In a dark room down one of the hallways of her mind, the dark-haired woman walks towards Rei Ayanami.
Rei watches her. She sits neatly, the way Gendo had taught her to—legs together and back straight, hands folded on her lap and not a hint of a wrinkle on her skirt. The metal of the folding chair presses cold against her legs, but she does not move, only sits there, eyes following the stranger’s steps.
“Hello,” the woman says, stopping in front of Rei. Her eyes are brown, but they are the same shape as Rei’s, the arch of her eyebrows and fine cheekbones a mirror image of Rei’s own, elongated and strengthened by age. “It’s almost time, isn’t it?”
Rei nods. On her lap, her hands clench, loosen, clench.
Yui Ikari studies her. It is Rei’s face staring back at her, yet not: Yui’s smiles are kind and open, natural on her features in a way they could never be on Rei. Warm, in a way Rei has never known and could never be.
“And do you know,” Yui asks, “what you will choose, when he asks?”
Rei looks up. Her palms sting, where nails have unconsciously dug into skin. “What would you do?”

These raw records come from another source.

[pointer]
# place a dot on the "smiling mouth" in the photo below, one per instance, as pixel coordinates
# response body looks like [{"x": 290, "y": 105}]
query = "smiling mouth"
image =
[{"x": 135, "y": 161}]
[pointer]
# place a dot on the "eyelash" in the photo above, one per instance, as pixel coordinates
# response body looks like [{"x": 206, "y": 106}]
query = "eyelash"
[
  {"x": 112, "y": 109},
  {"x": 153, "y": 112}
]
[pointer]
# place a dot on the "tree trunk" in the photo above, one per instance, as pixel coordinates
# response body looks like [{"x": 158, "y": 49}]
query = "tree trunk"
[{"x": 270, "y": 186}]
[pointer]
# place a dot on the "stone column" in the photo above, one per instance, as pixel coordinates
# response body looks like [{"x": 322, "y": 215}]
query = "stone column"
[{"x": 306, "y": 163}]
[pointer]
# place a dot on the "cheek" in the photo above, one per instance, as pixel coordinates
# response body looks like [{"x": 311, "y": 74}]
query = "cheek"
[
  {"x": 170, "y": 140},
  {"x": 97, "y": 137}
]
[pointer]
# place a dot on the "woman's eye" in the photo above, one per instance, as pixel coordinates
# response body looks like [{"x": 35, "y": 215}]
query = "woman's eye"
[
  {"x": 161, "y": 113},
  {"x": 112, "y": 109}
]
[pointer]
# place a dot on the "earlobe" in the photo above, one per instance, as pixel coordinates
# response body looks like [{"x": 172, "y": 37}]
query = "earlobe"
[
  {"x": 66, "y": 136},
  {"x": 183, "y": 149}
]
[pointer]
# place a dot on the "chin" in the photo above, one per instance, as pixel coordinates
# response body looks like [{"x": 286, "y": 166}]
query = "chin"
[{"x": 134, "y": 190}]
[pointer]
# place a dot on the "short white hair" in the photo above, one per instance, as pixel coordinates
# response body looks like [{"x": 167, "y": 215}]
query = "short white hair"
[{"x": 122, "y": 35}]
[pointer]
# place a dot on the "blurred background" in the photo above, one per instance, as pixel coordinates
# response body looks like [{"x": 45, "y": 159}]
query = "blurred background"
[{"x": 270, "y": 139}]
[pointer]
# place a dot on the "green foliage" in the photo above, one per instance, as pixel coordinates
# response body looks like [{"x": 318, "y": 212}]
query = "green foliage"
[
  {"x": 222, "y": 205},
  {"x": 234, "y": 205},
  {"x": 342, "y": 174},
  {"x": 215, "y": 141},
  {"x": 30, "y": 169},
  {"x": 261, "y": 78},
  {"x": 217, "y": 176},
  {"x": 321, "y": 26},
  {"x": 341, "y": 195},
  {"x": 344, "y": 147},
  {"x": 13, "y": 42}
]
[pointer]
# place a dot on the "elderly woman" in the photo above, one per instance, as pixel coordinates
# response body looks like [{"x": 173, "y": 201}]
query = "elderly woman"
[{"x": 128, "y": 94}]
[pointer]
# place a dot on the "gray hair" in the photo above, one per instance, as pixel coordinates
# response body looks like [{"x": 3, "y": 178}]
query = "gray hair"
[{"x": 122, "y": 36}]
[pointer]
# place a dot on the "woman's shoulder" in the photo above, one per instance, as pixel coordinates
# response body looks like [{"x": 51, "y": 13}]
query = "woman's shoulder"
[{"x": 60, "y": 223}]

“Oh, Rei.” Yui Ikari (progenitor, original, something close to a mother) smiles. “What would you do?”
13.
There is an odd detachment that comes from observing your body break down. Even now, watching the unspooled viscera and loose limbs of other selves floating through LCL, Rei can feel the soft start of the collapse inside her, muscles slowly sluicing off bone and cells turning towards decay.
Where she is going, there will be no need for such sullied flesh.
“Rei.”
She does not move. In the tank, an arm floats past, fingertips ragged and black in the orange glow of LCL.
Gendo steps next to her, shadow stretching and covering hers. “It’s time.”
Rei looks at him. All her life, Gendo Ikari has loomed over her—still looms over her now, full head and shoulders taller and all sturdy muscle that dwarf Rei’s frame. Foster father, commander, creator—all her life, Rei has been looking up at Gendo, this man who seemed so often the center of her universe, a God arraying her life in perfect patterns and purpose.
But Gendo is no god, only a man a little more clever and a little more desperate than most. Under all that cold intelligence, a thing of soft flesh and deep heartache like all other Lilin, a sad, lost creature reaching for the sky and thinking itself impervious to the sun’s reproach.
For a moment, Rei almost pities him.